Read Black Heather Online

Authors: Virginia Coffman

Black Heather (7 page)

“If you have finished your rumfustian, we are awaited elsewhere, I believe. Come.”

With a meekness that astonished myself and would have astonished Papa. I gave the mug into his waiting fingers and he set it back in the
red-
h
aired
woman’s hand, lifting it over the heads of those men and women in the way. The red-haired woman said quite audibly, “Ah! So that’s the way of it!”

I did not like this insinuation, and I held back almost instinctively at Sir Nicholas’s typical attitude of command, especially since it appeared that Patrick Kelleher had seen my difficulty at last and was cuffing villagers out of the way in the friendliest manner to reach me.

“So you’ll be favoring His Worship, me dear.
That’s the doing of the old dragon, as you’ll find. And more. What’s said of me may be true of our squire.”

I assumed this was his tasteless form of a joke, but Sir Nicholas ignored it and reached for my arm.

“Don’t be tiresome. Come along, Kathleen.”

I had not given him leave to use my first name and resented it more from him than I would have minded Patrick’s use of it, for the Irishman was a free-spoken man whom one need not take seriously.

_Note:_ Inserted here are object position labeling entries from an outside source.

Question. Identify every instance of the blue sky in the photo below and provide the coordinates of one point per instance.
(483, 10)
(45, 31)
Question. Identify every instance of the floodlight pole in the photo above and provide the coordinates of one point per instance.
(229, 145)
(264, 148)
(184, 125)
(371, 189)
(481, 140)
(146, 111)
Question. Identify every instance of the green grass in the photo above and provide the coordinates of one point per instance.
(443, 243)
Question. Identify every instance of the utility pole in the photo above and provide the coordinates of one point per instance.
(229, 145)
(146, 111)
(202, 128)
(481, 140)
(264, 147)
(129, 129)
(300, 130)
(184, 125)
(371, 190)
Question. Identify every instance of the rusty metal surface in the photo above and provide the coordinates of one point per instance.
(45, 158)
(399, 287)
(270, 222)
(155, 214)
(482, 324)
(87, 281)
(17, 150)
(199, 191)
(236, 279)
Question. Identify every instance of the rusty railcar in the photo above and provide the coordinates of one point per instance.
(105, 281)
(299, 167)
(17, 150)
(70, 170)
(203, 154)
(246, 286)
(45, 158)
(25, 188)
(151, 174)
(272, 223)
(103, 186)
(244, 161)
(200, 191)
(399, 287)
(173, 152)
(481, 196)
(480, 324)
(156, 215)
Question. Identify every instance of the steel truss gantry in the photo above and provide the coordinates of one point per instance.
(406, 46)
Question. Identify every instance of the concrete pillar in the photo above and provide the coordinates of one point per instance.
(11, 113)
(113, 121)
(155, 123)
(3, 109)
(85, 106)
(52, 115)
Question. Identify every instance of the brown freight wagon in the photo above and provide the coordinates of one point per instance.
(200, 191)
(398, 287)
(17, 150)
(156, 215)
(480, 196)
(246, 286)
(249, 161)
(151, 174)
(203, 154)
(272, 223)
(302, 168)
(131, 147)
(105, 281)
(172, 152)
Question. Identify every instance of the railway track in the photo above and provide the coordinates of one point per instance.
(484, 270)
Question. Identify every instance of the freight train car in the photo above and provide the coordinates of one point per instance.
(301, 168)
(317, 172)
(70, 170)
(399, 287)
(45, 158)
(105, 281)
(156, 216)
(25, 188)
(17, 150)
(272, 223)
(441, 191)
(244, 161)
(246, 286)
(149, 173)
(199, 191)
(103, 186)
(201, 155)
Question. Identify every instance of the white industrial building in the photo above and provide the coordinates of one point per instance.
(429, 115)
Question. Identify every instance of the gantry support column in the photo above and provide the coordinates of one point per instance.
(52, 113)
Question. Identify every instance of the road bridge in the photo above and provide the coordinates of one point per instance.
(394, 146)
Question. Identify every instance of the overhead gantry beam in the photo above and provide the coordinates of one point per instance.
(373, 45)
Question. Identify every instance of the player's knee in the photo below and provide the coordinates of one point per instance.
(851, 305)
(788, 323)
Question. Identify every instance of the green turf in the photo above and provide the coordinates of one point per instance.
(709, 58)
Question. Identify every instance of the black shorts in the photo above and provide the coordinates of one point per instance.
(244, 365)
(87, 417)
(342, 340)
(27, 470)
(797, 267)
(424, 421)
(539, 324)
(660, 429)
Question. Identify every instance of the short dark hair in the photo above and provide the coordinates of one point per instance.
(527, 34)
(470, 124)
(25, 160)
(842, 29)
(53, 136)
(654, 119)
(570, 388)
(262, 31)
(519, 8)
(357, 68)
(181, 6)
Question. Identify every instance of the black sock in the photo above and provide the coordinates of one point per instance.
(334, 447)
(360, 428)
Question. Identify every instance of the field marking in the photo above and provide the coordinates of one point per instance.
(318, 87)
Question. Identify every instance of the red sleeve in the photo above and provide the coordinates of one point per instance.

Patrick grinned, but I saw that his tawny eyes were very still, unreadable, as he and Sir Nicholas gazed at each other over my head, and I remembered with a chill that both men had loved Patrick’s dead wife, Megan Sedley Kelleher. Was it possible that Patrick’s “tasteless joke” had been a hint to me of the baronet’s guilt in the awful crime that others laid to Patrick himself? I had a strange, crushed sensation entirely foreign to me, as though I did not know which way to turn
for help.

Sir Nicholas left me no such problem. When he took my reluctant, resisting arm, I noticed how quickly everyone dropped away from me, once my connection with him was discovered. I noted too that there was in their manner more than the respect normally accorded to the local squire—there was a scarcely hidden fear, a hesitancy to touch him. Or perhaps that was only my fancy, for I had just learned, through Patrick’s barbed joke, that when I said “good day” to the Irishman and went out with Sir Nicholas, I might still be walking with a murderer. It was easy enough to dismiss the Irishman’s accusation as an old jealousy, but these men and women in the Owl of York shared a common fear of the aristocrat, and their sharing of it spread it to me. From all I had heard and observed of the men of Yorkshire, it would take something rather astounding and fearful to produce in them any terror, much less a sense of the superiority of the squire over the workman!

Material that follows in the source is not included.